The Ducks scored first on Bill Houlder’s slap shot from the slot at 3:41 of the first. Garry Valk--picked up from the Canucks in the waiver draft--finished a thwarted rush by throwing the puck back out to Houlder from the right side of the net.

But the Canucks tied the score at 14:37 in the second on Diduck’s goal. Then, in the third, the Ducks collapsed.
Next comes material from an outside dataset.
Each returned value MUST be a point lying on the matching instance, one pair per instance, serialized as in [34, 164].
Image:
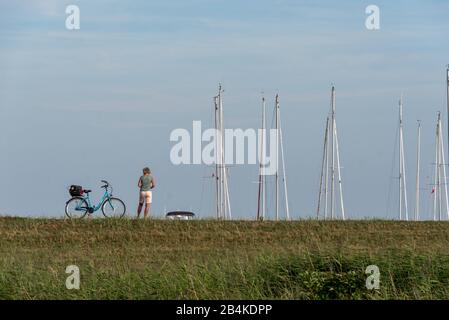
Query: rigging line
[391, 173]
“There’s no excuse. We’re all professional athletes,” Hill said. “It’s just a joke, that’s what it is. We’ll learn. We have to.”

Duck Notes

Defenseman Mark Ferner left the game before the second period with a groin injury. His status is day-to-day. . . . Right wing Todd Ewen (sore knee), goaltender Guy Hebert and left wing Tim Sweeney were regulars who were scratched. Hebert took a turn in the press box with No. 3 goalie Mikhail Shtalenkov getting his first start. Sweeney was a coaches’ decision. Right wings Jim Thomson and Robin Bawa played, adding more size to the lineup. . . . Vancouver left wing Geoff Courtnall was suspended by the NHL for the game pending review of a non-penalty slashing incident against Joel Otto during a loss to Calgary Saturday. . . . The Kings were shutout by Vancouver last week, not Calgary, as mentioned in a story on the Ducks’ loss to Calgary in Friday’s editions.